Turkey, its Health Ministry and the WHO have a strong relationship. The WHO's regional director has visited Turkey twice in the last six months, which indicates strong bilateral relations between the two entities, WHO Turkey said.
Commenting on the reliability of the Chinese vaccine that Turkey ordered, Turkey WHO said: "WHO does not validate or reject any vaccine, diagnostic or treatment, per se. We share evidence and guidance."
The statement noted that approval or non-approval of vaccines is at the discretion of organizations in the related countries, especially in emergencies. It said vaccine manufacturers under WHO COVAX share data with WHO and others, adding they have the Phase 2 data for the Chinese vaccine but have not yet received the Phase 3 data. "However, the Chinese vaccine uses a long-established reliable PH technique of inactivated virus.
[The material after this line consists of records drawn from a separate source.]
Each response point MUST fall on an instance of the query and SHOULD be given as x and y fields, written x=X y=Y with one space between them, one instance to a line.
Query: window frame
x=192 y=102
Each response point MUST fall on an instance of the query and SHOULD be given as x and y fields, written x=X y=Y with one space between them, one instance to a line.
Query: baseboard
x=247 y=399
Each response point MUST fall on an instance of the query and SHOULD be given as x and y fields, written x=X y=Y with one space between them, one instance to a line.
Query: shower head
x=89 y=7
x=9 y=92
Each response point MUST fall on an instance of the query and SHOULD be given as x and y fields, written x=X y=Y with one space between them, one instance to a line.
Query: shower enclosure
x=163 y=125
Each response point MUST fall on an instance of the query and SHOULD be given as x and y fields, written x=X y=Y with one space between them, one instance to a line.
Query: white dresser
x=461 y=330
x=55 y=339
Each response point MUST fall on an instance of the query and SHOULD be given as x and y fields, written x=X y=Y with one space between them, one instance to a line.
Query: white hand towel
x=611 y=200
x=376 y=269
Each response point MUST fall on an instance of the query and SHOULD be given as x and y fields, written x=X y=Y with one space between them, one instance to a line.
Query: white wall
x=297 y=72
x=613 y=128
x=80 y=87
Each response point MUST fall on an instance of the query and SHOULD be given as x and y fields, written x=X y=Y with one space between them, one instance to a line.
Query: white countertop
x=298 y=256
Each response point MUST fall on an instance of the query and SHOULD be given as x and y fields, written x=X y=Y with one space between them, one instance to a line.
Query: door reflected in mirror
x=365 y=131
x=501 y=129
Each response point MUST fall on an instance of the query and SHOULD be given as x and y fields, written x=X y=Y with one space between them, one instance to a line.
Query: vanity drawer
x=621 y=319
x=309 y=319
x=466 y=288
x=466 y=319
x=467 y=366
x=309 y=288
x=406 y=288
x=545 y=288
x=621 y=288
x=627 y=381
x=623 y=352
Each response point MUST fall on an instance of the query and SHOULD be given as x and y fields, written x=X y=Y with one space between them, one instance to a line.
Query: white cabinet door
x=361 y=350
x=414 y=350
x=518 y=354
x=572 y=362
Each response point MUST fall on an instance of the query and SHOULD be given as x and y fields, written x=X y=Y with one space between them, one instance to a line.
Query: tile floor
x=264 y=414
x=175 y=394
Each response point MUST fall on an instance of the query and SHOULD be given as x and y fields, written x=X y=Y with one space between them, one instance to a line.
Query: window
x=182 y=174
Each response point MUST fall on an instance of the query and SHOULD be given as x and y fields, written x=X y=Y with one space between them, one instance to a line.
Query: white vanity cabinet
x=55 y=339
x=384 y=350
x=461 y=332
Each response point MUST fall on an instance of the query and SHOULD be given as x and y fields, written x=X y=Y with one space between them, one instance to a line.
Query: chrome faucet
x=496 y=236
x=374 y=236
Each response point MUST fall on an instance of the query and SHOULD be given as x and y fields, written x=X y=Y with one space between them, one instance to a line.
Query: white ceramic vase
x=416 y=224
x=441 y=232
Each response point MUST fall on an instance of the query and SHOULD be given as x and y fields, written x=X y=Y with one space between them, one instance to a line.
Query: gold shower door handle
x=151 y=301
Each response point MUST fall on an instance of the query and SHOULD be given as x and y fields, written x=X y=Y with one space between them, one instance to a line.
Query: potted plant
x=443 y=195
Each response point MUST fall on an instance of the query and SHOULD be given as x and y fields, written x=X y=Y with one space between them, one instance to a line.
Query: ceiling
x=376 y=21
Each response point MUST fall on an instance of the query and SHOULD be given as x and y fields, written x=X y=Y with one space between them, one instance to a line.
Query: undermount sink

Turkey has done its vaccine distribution and allocation plan and prioritized population subgroups in line with WHO guidance. But still, it will be months before the vaccine gets to everyone," it said.
The country’s total patient count reached 539,291 on Sunday while the death toll stands at 14,900. The number of those who have recovered from the coronavirus has exceeded 431,000.
As Turkey awaits mass vaccination, the country clings to strict measures including restrictions. The first weekend curfew in months, which started Friday evening and ended Monday morning, appears to have been successful as streets were empty all across the country. The Interior Ministry announced Monday that 37,614 people were subject to “legal or administrative measures” during the curfews on Dec. 1-7. Turkey also enforces nighttime curfews, starting at 9 p.m. every day, during weekdays. “Measures” refer to fines for those violating the curfews. Those not wearing masks are also subject to fines.
Restrictions may expand
Curfews and closures of businesses such as restaurants appear to be working, according to experts, but mobility could be limited more in the coming days. Professor Mustafa Necmi Ilhan, a member of the Health Ministry’s Social Sciences Board which advises the ministry on restrictions, said nighttime curfews may become longer if the need arises. In comments published on the website of Hürriyet newspaper on Monday, Ilhan said people should not be “mobile” except in emergencies. “Intercity travel could be restricted to prevent the virus from ‘migrating.’ We don’t need bans if the public complies with rules, but the outbreak’s scale expanded after the ban on intercity travel was lifted in June. What matters now is not reaching that point. People should stay at home and not admit visitors. If we can achieve that, we can overcome the outbreak,” he said.
Ilhan said the impact of curfews may be more visible in the next 10 days and linked a 25% drop in the number of cases in the most populated city, Istanbul, to partial curfews. “Yet, we see an increase in the number of cases in provinces like Samsun in the north and Hatay in the south. It is important to expand the drop in cases across the country. This is possible only with everyone adhering to pandemic rules and restrictions on intercity travel,” he said.